The Supreme Court clarified the statutory interpretation of “incidental to” under section 356LA(3) of the Corporation Tax Act 2010, holding that accommodation services constituted an independent use rather than being merely incidental to tender assisted drilling operations. The decision establishes that for one use to be incidental to another, it must arise out of or be carried out to further the primary use, not simply be secondary or subordinate in importance.
Background
Dolphin Drilling operated the Borgsten vessel under bareboat charter arrangements, providing tender assisted drilling (TAD) services to Total’s Dunbar platform in the North Sea. The vessel simultaneously accommodated offshore workers employed by Total. HMRC applied hire cap restrictions under Part 8ZA of the CTA 2010, contending that the accommodation use exceeded the statutory threshold for being “incidental to” the primary drilling support function. The legislation targets bareboat charters between connected parties to prevent profit-shifting from UK corporation tax. The critical interpretative question concerned whether accommodation provision was “unlikely to be more than incidental to another use” within section 356LA(3).
Judgment
Lord Hodge, delivering the unanimous judgment, adopted a purposive interpretative approach whilst emphasising the primacy of statutory language.

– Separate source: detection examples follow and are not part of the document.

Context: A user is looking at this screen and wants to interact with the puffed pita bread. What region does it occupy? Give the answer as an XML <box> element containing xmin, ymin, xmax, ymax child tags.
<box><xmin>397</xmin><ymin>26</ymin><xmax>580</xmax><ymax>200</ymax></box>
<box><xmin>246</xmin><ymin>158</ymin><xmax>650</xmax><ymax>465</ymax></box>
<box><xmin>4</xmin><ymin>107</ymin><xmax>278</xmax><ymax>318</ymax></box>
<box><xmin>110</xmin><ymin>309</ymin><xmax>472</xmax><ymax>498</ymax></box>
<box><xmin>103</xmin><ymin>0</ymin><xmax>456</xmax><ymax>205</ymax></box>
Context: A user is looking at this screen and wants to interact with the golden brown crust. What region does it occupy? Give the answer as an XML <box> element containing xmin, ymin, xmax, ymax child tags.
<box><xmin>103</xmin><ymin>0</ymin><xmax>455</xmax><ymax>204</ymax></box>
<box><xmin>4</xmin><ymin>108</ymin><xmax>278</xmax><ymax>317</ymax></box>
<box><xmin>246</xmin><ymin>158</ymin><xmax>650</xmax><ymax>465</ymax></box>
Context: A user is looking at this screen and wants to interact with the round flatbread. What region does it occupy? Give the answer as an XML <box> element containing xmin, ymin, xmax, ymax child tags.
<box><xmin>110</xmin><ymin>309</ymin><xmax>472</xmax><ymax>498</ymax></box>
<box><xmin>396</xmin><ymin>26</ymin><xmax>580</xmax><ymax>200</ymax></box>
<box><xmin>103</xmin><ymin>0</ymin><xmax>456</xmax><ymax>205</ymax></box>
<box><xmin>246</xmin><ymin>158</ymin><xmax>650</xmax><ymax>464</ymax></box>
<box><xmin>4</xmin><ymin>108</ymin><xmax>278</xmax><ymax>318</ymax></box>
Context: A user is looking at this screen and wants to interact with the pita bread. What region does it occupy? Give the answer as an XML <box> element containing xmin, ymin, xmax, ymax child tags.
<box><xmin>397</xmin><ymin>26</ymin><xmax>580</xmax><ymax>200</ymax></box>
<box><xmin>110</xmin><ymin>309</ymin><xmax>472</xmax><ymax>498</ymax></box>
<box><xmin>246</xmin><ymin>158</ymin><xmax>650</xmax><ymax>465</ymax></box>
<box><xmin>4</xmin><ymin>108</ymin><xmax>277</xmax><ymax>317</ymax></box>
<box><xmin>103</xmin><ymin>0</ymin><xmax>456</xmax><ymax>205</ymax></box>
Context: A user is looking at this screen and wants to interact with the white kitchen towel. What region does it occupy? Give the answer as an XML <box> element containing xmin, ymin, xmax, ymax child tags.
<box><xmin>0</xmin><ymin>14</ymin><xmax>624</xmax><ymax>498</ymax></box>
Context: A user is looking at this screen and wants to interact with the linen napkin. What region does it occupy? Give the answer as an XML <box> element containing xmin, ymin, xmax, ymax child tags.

The Court rejected Dolphin’s argument that accommodation was merely consequential to TAD services. Significantly, the judgment distinguished between uses that are subordinate or secondary versus those that are truly incidental. The Court held that “incidental to” requires use A to arise out of, be done because of, or serve to further use B. “Accommodation services” were a distinct contractual obligation with separate commercial significance, evidenced by Total’s specific procurement and payment for enhanced accommodation capacity. The Court dismissed arguments based on causal connection, holding that the “but for” test was inappropriate – the relevant inquiry was whether accommodation use arose from drilling support services, not whether it would have existed absent the primary contract.
Endnote
This UKSC decision provides guidance on tax avoidance legislation targeting offshore operations whilst establishing broader interpretative principles for “incidental” provisions across the tax code. The judgment’s emphasis on functional independence over hierarchical relationships is likely to influence commercial structuring in the oil and gas sector. The Court’s approach suggests that genuine dual-purpose arrangements cannot escape statutory restrictions merely by demonstrating operational integration or causative relationships.